Niko swore, then nodded once. “Yeah. That’s ... not great.”
The fight surged around them. The sound was overwhelming—gunfire, shouted callouts, the metallic clang of rounds striking steel. Someone screamed and then the sound cut off abruptly.
Tane’s gut twisted.
This was wrong.
Not just bad luck. Not just sloppy intel.
Someone had known exactly where they’d funnel. Exactly when they’d pause, which meant it was someone who worked with or knew how Black Tide worked.
“Fall back!” Luca called. “We’re boxed in!”
Kael’s voice cut through the noise, low and sharp. “They’re herding us.”
That sent a chill straight down Tane’s spine.
He hauled Niko up, bracing him against his shoulder. “You stay with me,” he ordered. “You hear me?”
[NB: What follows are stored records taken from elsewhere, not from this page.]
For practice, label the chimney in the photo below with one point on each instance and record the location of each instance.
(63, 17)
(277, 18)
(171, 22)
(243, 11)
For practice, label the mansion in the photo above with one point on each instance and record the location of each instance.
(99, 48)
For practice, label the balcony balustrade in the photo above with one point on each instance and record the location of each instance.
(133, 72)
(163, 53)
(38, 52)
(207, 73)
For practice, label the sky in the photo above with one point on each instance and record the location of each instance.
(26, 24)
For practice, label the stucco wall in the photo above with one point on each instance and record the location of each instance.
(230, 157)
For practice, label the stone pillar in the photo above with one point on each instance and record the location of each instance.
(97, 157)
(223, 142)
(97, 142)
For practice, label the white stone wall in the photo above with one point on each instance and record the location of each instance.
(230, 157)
Niko gave a breathless laugh. “Not planning on going anywhere.”
The lights cut out.
Darkness slammed down hard, swallowing the warehouse whole. Gunfire stuttered, then shifted—controlled bursts now, deliberate, forcing Black Tide to move.
Tane tightened his grip on his weapon, heart hammering. His instincts screamed that this wasn’t the end of the fight.
It was the start of something worse.
As they pushed toward the exit, dragging the injured with them, Tane had one bone-deep certainty.
This was how Black Tide rolled.
And someone out there had just decided to test it.